On Tue, 29 Jun 2010, Sven Schreiber wrote:
a model table assignment inside a function doesn't work anymore
(where "anymore" means with recent cvs gretl and it used to work three
months ago -- I just checked on 1.9.0 on Windows and get the same error,
so maybe it was introduced between 1.8.7 and 1.9.0)
What I mean is something like this:
function void check(...)
mymodel <- tsls ...
end function
check()
gives an error "unknown command mymodel <- ..."
Or is this not supposed to work (anymore) in a function, I don't
remember?
Hmm, I think it's not supposed to work inside a function, on the
grounds that it breaks encapsulation. But if it worked earlier
then either the change should be reverted or it should go into the
log of backward-incompatible changes.
I wonder... might it be worth introducing for gretl 2.0 a "macro"

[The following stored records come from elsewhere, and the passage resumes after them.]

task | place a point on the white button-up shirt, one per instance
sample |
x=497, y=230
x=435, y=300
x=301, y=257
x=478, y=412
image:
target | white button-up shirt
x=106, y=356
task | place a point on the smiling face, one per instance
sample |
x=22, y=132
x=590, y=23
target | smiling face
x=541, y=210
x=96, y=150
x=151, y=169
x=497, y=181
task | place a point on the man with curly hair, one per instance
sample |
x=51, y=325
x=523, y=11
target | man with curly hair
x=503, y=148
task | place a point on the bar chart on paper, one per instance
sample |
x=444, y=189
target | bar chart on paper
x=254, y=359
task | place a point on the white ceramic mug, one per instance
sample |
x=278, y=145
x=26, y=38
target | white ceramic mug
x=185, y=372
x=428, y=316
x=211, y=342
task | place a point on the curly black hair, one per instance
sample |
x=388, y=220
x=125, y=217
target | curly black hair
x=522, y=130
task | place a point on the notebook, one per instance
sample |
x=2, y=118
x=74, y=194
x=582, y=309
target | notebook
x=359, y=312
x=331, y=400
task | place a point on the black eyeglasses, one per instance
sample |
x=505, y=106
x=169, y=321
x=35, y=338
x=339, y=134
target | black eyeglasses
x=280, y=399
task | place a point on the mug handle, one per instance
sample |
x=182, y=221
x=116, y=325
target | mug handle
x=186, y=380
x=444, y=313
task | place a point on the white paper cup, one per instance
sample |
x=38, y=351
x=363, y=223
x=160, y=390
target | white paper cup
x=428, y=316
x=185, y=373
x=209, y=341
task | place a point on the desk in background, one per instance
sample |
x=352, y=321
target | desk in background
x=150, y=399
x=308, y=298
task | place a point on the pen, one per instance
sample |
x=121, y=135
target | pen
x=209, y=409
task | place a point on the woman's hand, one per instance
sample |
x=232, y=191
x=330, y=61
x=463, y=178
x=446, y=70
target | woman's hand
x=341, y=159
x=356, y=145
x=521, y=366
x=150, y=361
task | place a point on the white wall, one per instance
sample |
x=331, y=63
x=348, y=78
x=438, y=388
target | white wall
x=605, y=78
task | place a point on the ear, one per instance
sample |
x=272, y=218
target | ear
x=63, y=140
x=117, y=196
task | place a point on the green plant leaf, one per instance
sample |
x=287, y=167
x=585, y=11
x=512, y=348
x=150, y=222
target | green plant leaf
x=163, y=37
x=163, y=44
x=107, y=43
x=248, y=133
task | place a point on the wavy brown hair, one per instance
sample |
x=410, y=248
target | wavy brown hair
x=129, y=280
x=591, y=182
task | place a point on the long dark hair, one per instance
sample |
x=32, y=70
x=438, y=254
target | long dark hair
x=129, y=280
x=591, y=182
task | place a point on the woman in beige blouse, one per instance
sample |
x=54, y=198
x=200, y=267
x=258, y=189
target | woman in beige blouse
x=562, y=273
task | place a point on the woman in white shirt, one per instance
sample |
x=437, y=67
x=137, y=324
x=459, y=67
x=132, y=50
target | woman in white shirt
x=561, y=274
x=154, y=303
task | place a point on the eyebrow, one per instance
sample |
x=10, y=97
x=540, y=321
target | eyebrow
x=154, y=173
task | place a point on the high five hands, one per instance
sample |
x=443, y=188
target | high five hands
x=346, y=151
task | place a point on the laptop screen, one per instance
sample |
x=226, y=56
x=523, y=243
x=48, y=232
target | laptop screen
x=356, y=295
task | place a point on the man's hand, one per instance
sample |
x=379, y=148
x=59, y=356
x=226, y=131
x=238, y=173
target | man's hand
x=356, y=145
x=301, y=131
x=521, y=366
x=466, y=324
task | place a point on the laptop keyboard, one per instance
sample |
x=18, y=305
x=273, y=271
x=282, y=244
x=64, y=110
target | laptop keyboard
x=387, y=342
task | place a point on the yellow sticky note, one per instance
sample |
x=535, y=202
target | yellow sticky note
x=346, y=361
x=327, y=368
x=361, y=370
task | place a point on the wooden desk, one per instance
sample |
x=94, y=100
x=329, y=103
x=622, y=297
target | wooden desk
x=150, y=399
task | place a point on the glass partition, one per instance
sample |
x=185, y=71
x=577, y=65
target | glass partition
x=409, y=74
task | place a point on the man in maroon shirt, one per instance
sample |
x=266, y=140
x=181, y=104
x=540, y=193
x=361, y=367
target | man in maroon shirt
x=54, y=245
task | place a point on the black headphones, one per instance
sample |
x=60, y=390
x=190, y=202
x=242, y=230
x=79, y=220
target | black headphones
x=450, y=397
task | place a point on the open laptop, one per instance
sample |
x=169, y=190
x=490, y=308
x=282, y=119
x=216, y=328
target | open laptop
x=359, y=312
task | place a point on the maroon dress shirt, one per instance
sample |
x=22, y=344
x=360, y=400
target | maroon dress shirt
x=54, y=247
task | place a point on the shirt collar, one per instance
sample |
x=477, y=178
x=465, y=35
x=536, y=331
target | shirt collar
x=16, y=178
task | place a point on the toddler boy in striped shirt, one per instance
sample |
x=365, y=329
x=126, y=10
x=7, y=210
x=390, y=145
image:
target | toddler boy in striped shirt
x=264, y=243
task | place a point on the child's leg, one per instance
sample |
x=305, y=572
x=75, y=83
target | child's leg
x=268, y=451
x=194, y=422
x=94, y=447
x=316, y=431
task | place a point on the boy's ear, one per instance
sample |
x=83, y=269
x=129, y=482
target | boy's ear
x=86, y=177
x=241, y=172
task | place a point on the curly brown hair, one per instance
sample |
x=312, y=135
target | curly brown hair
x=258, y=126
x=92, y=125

construct, alongside the (by now relatively heavy-duty) function
construct? I have in mind a very relaxed variant of a function,
which has access to everything at caller level. It could take
arguments and return stuff if wanted, but could accomplish useful
work without doing that.
I haven't thought this through fully but I'm thinking that it
wouldn't be very difficult to implement, and might make life
easier for people who are not writing function packages but just
trying to make a script more structured/modular.
Another (and probably easier) alternative might be to make a
distinction between functions that are part of a package and those
that are not, and to relax some restrictions (e.g. on adding stuff
to the model table) for the latter sort.